Dell-FredericMeunier

5 Posts

532

July 11th, 2023 09:00

A Beginner's Guide to Using CloudIQ REST API with Python and Jupyter

What if you could leverage CloudIQ observability data to extract new insights the way that you want? This guide describes how to create new use case specific visualizations and insights using Python and Jupyter.

1- Introduction

Over the past two years, Dell Technologies has delivered many CloudIQ capabilities to help you create and share custom reports, add custom tags to systems and objects, and integrate with other tools in your observability's ecosystem. The CloudIQ REST API allows deep integration with the tools that you use daily, automating tasks and helping you to produce the desired outcome. You can use the CloudIQ REST API to query inventory and telemetry data, create ad-hoc exports, and interface with collaboration, orchestration, ITSM or other observability tools.

In this tutorial, we focus on two specific use cases, using Python and Jupyter as our toolbelt to create custom visualizations and highlight the insights we are looking for. These use cases are:

Creating high-level show back oriented data tables (pandas DataFrame) and visualizations (Plotly treemap) for block storage volumes
Analyzing datacenter compute systems' temperature and identifying potential hot spot via visualizations (Plotly heatmap) for PowerEdge servers We will do this by leveraging CloudIQ REST API and CloudIQ custom tags.

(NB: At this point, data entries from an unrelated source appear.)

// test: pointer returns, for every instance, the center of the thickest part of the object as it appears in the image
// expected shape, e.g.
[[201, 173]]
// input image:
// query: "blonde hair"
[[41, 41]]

Disclaimer: The code samples in this tutorial are provided as is with no warranties. I'm a Product Manager, not a developer, so I apologize in advance for any errors in the code.

2- Getting started

For a high level introduction of the CloudIQ integration capabilities, please read this blog. This tutorial discusses leveraging a few key CloudIQ REST API endpoints. I assume you are already fluent in REST API and have some Python skills. If not, please ask your favorite DevOps colleague to help you.

The CloudIQ REST API provides read-only access to CloudIQ monitored systems' attributes and metrics, including metrics over time. CloudIQ REST API documentation is available here. In addition to the official documentation, I recommend you also leverage the Postman collection we provide here. Please read this blog to use the collection.

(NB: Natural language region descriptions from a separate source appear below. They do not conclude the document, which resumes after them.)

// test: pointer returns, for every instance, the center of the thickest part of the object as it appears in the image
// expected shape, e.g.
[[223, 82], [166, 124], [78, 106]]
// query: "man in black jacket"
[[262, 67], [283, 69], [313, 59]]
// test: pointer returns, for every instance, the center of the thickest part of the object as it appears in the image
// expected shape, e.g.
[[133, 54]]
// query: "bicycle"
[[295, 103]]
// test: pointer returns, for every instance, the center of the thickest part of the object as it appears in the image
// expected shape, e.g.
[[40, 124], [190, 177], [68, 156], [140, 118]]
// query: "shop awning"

CloudIQ REST API uses OAuth 2.0 Client Credentials for authentication. For security reasons, only CloudIQ users with the CloudIQ DevOps role can manage API keys, and only users with the CloudIQ Admin role can manage users and roles. Please ask your CloudIQ Admin to give you access rights if you do not have them. REST API credentials can be managed in the Admin / Integrations section of CloudIQ. You can refer to this tutorial to create your CloudIQ REST API credentials.

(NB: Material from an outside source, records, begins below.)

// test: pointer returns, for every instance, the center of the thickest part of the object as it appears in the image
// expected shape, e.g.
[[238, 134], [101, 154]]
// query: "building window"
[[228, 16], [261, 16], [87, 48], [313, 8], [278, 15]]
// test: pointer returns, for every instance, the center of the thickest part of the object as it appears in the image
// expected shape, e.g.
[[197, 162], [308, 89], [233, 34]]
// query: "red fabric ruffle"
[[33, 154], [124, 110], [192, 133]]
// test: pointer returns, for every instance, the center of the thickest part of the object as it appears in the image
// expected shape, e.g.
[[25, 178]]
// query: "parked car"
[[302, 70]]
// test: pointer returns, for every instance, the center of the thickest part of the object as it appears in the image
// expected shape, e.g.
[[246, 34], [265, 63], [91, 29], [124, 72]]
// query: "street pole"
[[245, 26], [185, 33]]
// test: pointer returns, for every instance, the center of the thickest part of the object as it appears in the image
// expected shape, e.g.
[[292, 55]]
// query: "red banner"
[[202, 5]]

In our examples, we cover several CloudIQ REST API endpoints (such as /storage_systems, /server_systems, /volumes, /metrics/query, and so on). This should give you all the information you need for your specific use cases. We will use filter and select query parameters to fetch the required data.

Which Python environment you use is up to you. It could be Anaconda with Virtual Studio Code to start with, or something else. We will use only a few well-known libs, namely: OAuthLib and Requests-OAuthlib for data extraction, Pandas and NumPy for data transformation, and Plotly for data visualization.

The two Jupyter notebooks covered here are available from our GitHub repository. Please note that one prerequisite exists to use the storage volume related notebook (get_volumes.ipynb), which uses some CloudIQ custom tags:

business_unit
project It is easy to remove this dependency if required.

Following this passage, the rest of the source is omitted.